A justificação para o seu cumprimento deveria esgotar-se à partida: invocar razões de outra índole como os filhos, um qualquer workshop, hobby, etc… nada têm a ver com o reforço de uma saída a horas. No limite, eu querer terminar um dia de trabalho a horas para me deitar no sofá sem fazer nada é tão válido como ir buscar um filho à escola, frequentar uma aula de ponto-cruz ou mamar jolas com os amigos. Por isso é que se chama vida pessoal: porque não é profissional.

Regulação: precisa-se.

Em termos financeiros, confesso que não sei, entre o deve e o haver, para que lado penderá o saldo final de uma eventual regulamentação do teletrabalho. Admito que o subsidio de alimentação, pela justificação que esteve na base da sua instauração, possa ser questionado uma vez que deixamos de ter acréscimo de despesa por nos vermos obrigados a comer fora de casa, mas outras despesas entraram no quotidiano (não vou dizer quanto paguei a mais de aquecimento este Inverno), algumas pouco quantificáveis financeiramente, como três meses de dores nas costas e exames médicos para perceber que a causa estava na cadeira da sala não ter sido desenhada para nela passar nove ou dez horas por dia durante meses.

Não sei se a solução passará por multas às empresas de cada vez que um trabalhador tem o computador ligado fora do horário de trabalho (o período em que o Teams ou a VPN estão ligados podiam ser indicadores, mas de informática percebo pouco: havendo até quem à meia-noite programe os mails para serem enviados apenas às oito da manhã do dia seguinte (!), medidas mais eficazes seriam necessárias). Nem sei mesmo se as multas não seriam contraproducentes ao fragilizar as empresas. Acredito mais que, tal como a preocupação com as alterações climáticas tem sido empurrada por uma verdadeira pressão social (muitas vezes populista e hipócrita, é certo, mas é ainda mais certo que a questão de fundo é só uma: não podemos continuar a poluir como o fazemos), também a preocupação com a saúde mental dos trabalhadores deverá vir de fora, antes que seja tarde. A quantidade de estímulos tecnológicos que o teletrabalho trouxe para a minha vida foi brutal. Nunca tendo sido grande amante de jogos de computador nem um geek das tecnologias, a minha vida sempre foi mais preenchida com cinema, livros e amigos.

Não sei se esse distanciamento marca uma clivagem maior em mim do que naqueles que estão habituados a notificações por tudo e por nada, mas independentemente do modo como encaramos a vida, numa coisa acredito com uma força cada vez maior: A Vida não foi feita para trabalhar: a Vida foi feita para criar. A frase não é minha mas de Agostinho da Silva. Acreditar que podemos criar alguma coisa válida quando o tempo para desenvolver o processo criativo é completamente estropiado mostra, no mínimo, uma gritante ignorância.

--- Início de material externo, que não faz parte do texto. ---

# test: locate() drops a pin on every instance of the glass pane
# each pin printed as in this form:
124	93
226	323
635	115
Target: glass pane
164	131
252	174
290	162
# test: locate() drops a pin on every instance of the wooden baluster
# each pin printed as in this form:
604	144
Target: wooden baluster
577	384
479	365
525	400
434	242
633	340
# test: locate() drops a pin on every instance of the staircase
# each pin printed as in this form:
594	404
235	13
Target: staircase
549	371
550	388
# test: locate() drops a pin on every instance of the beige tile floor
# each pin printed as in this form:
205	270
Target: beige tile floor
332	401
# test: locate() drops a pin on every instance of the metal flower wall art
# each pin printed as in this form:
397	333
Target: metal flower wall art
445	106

Falar de criatividade não é falar apenas de criação artística: para a grande maioria dos trabalhos a criatividade é necessária por tantas razões que me fico por algumas como a satisfação do trabalhador, a eficiência no desempenho das funções, a busca pró-activa de soluções alternativas, a entreajuda e o espirito de equipa, a adequada programação do tempo, etc… mandar tudo isto para o lixo ou, pior, alegar que se estimula o desenvolvimento de “competências” como “Inteligência Emocional”, “networking”, “soft skills” ou “work-life balance” e mais não fazer mais do que entupir o trabalhador com trabalho para ontem, independentemente dos tempos que cabem a cada um, é desdizer tudo aquilo que se apregoa com o Voluntariado Empresarial ou com a Responsabilidade Corporativa e Social, mas sobretudo, e para além destes chavões (que são bem mais do que isso), é cometer uma ilegalidade, e para tratar essas situações, existe a lei.

PS: Depois de terminado o texto, vi que uma das propostas de regulamentação do teletrabalho passa pelo cumprimento de objectivos (!). Eu que pensava que eram os mesmos do trabalho presencial… com tamanha cretinice por parte de quem se borra de medo de ser justo, começo a duvidar da eficácia da regulamentação.